A clinical trial to evaluate the safety and efficacy of a stem cell product injected directly into the brain to treat chronic motor deficits from ischemic stroke has begun at McGovern Medical School at The University of Texas Health Science Center at Houston (UTHealth).
McGovern Medical School at UTHealth is the only site in Texas and the central south portion of the country to open enrollment for the multi-institutional, phase 2B study – the first in the U.S. for chronic stroke. Surgeries will be conducted at Memorial Hermann-Texas Medical Center.
“This trial is one of the first randomized, sham-controlled studies to test the efficacy of administering adult-derived stem cells in patients disabled with a chronic stroke,” said Sean I. Savitz, M.D., professor and the Frank M. Yatsu Chair in Neurology at McGovern Medical School and director of the UTHealth Institute for Stroke and Cerebrovascular Disease. “We were chosen as one of only a handful of referral centers in the nation and patients from all over the country will be referred to our center for this trial. Overall, the study adds to our growing regenerative medicine program for patients with neurological disorders.”
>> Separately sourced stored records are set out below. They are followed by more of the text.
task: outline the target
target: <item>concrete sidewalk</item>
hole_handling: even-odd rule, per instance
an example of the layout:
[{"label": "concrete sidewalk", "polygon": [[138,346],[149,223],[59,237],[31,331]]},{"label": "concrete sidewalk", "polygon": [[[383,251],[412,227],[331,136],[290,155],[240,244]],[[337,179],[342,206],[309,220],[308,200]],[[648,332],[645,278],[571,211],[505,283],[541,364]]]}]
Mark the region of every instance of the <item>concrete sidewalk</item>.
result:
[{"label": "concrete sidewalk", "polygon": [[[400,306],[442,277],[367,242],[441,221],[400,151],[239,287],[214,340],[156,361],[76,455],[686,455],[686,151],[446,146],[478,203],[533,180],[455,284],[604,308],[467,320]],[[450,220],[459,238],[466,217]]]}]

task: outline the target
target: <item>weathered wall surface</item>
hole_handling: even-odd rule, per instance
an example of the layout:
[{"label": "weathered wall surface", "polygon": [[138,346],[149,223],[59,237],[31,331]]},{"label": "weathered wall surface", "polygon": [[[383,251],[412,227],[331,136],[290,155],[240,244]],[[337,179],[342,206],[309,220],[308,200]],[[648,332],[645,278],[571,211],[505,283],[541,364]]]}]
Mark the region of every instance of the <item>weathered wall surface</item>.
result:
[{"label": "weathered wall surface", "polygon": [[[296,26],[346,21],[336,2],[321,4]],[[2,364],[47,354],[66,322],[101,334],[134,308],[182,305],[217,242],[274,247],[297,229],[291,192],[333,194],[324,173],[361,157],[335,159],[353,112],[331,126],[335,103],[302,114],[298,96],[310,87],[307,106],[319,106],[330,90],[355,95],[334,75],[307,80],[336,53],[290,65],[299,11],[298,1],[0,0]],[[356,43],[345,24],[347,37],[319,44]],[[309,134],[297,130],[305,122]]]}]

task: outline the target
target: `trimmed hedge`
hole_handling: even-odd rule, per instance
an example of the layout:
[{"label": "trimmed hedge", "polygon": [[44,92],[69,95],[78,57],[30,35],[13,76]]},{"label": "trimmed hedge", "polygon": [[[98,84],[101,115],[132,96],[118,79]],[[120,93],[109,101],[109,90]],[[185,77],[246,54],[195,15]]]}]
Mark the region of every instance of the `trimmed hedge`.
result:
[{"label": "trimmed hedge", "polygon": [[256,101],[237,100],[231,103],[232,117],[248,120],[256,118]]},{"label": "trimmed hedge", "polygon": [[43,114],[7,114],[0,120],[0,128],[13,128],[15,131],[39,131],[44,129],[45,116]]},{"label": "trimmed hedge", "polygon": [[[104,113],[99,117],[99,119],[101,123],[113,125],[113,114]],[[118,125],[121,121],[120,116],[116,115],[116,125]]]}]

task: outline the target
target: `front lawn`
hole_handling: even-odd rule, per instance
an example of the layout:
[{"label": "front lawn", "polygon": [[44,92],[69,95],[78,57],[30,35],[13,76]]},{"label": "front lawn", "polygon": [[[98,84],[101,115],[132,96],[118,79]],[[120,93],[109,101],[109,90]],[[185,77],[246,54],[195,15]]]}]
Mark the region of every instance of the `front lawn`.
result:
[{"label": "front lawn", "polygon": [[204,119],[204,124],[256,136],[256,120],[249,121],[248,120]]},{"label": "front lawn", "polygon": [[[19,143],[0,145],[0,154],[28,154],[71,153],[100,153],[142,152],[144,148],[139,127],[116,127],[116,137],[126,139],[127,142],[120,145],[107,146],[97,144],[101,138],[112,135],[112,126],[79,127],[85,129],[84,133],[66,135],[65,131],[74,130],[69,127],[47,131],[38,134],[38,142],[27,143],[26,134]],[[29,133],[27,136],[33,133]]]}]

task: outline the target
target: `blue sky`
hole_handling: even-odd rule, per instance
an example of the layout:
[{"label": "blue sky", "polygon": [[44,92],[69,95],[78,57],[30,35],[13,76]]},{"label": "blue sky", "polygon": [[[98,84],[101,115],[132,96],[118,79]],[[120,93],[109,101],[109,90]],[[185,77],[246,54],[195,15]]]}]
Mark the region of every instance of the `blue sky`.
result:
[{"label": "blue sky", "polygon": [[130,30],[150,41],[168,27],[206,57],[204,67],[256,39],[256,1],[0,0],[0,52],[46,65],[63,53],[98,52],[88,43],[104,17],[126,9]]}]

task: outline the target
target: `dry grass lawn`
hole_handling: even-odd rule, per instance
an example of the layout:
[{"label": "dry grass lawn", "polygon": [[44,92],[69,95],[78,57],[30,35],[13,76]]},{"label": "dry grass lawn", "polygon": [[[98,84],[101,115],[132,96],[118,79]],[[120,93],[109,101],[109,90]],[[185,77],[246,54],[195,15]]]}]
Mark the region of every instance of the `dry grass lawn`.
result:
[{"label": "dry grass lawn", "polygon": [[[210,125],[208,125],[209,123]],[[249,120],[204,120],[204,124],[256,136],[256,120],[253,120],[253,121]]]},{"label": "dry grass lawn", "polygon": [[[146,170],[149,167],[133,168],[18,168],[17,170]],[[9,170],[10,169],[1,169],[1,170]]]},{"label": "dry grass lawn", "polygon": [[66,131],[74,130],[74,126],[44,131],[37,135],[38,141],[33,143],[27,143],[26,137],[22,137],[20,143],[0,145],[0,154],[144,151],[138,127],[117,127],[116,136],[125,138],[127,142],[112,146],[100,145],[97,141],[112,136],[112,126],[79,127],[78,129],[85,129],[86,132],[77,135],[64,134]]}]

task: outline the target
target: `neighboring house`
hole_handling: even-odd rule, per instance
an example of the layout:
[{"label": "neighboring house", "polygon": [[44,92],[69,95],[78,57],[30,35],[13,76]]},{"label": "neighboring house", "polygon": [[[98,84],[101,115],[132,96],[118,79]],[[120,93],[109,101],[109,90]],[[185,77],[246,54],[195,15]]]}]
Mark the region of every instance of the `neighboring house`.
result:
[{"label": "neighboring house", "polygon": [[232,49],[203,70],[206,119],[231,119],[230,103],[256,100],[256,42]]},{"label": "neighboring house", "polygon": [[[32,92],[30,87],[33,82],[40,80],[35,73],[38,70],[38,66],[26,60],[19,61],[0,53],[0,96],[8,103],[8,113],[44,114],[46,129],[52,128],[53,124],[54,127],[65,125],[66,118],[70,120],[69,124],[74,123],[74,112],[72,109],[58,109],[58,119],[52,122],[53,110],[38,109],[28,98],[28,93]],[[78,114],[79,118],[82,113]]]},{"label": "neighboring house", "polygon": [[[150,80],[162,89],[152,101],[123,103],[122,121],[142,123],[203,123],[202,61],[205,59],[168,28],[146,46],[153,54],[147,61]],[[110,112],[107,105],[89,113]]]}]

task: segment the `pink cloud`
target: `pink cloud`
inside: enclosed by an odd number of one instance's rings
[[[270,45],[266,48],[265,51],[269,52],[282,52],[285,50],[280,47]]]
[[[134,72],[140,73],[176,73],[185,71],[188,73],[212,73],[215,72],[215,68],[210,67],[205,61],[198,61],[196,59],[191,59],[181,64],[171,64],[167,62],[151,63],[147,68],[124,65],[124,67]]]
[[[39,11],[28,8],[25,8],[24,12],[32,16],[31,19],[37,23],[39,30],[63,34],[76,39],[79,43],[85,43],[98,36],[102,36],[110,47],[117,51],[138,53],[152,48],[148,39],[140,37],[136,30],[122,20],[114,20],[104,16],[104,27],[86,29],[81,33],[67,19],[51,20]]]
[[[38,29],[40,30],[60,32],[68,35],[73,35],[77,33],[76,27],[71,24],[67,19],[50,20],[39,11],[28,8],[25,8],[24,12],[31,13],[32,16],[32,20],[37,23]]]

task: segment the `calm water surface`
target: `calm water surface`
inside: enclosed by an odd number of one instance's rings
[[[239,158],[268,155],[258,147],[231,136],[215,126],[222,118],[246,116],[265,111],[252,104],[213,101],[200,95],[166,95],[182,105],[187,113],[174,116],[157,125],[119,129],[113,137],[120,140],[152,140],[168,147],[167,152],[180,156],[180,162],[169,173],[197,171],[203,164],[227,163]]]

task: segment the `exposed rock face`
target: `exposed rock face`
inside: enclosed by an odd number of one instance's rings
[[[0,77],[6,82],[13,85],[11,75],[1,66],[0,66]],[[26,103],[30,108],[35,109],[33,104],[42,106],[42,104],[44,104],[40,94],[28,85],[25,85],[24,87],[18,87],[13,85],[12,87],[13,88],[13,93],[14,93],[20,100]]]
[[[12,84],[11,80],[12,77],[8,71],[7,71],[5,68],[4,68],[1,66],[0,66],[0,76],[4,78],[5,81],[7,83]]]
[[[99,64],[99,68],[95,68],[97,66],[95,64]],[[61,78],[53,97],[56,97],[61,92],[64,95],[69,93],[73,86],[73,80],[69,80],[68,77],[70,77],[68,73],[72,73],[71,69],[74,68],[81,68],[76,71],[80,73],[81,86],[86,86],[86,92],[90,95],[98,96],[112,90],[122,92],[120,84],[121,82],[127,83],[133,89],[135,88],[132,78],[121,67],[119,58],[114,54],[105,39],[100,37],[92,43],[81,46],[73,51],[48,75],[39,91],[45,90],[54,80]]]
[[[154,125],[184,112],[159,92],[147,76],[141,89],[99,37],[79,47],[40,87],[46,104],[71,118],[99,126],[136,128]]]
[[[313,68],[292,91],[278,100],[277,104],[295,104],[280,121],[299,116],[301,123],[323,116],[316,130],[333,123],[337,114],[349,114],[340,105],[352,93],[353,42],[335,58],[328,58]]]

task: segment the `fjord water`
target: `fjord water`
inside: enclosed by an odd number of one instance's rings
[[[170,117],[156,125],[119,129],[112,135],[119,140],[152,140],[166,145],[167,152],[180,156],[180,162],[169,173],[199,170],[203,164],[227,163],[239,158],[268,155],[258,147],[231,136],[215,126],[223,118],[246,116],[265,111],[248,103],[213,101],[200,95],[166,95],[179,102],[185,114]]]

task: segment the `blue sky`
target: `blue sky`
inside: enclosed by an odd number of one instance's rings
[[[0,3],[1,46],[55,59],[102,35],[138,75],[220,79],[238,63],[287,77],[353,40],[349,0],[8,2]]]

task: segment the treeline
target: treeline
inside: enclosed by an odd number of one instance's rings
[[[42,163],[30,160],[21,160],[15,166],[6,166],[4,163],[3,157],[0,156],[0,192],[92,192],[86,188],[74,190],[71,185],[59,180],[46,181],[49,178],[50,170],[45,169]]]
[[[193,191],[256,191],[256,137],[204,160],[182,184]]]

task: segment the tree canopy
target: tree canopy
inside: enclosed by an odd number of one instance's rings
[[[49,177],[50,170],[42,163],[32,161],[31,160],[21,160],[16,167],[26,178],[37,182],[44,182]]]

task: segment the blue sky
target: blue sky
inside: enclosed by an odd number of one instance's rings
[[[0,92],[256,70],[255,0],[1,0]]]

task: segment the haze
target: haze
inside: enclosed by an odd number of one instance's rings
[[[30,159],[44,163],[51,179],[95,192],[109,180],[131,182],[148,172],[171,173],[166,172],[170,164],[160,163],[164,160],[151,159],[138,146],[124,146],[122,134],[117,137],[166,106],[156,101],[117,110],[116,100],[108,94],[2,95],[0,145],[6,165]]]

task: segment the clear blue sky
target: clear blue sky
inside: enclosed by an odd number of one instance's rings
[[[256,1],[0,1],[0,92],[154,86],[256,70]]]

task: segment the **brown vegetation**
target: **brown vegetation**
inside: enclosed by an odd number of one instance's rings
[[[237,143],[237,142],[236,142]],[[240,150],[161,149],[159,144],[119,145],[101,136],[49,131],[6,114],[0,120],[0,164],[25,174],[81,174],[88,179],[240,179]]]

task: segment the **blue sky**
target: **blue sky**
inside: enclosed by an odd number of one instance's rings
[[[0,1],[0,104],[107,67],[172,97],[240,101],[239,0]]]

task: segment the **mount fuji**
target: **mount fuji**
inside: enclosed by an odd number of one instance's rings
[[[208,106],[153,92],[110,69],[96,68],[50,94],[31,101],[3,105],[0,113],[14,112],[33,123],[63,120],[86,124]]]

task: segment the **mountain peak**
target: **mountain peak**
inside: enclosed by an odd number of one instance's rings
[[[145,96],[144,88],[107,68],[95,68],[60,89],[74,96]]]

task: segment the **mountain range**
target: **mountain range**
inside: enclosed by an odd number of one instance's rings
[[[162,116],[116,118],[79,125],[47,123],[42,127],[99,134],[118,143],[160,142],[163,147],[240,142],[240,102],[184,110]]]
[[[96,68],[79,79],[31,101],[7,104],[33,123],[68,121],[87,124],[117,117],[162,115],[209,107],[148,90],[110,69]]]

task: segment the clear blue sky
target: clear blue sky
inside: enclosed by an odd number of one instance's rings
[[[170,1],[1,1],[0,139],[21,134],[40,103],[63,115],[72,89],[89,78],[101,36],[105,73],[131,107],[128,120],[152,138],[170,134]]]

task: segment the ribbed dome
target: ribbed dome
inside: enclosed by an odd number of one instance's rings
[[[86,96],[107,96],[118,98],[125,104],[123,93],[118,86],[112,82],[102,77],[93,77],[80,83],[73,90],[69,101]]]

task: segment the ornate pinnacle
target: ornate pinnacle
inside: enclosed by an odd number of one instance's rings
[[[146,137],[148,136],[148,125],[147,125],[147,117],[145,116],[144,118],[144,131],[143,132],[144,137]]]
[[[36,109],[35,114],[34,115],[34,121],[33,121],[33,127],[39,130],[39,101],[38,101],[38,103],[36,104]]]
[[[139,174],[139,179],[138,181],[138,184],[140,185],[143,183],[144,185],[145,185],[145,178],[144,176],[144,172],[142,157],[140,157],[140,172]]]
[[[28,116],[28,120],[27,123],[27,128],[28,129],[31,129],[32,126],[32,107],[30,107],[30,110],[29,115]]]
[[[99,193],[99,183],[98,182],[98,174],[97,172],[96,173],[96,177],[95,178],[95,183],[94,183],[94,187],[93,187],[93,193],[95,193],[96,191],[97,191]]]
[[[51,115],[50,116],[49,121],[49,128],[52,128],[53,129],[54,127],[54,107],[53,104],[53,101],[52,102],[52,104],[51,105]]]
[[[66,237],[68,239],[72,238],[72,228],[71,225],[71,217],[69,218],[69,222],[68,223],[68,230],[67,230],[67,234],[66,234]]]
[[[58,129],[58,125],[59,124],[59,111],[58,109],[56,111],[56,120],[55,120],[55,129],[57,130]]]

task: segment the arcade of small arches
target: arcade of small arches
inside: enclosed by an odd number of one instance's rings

In the double-blind, sham-surgery controlled study, patients randomized to the study intervention will receive a stem cell product made by SanBio and patients must have chronic motor deficits from an ischemic stroke to be eligible for the study. The product, administered through tiny holes bored into the skull and placed near the site of the damage, came from the bone marrow of two healthy adult donors. Enrollment is limited to patients who are between six and 60 months post-stroke and have a chronic motor neurological deficit.
Results of a phase 1/2A study of the stem cell product, presented at the International Society of Stem Cell Research Meeting and published in the journal, Stroke, showed statistically significant improvements in motor function and no safety concerns.
The UTHealth Stroke Program at McGovern Medical School, led by Savitz, is one of the most active research and clinical programs in the country. It was one of the lead sites in the National Institute of Neurological Disease and Stroke’s (NINDS) tPA stroke study; was one of eight centers in the country funded by the NIH to conduct specialized translational research to develop novel acute stroke therapies; and receives NINDS fellowship funding to train the next generation of academic leaders in cerebrovascular disease.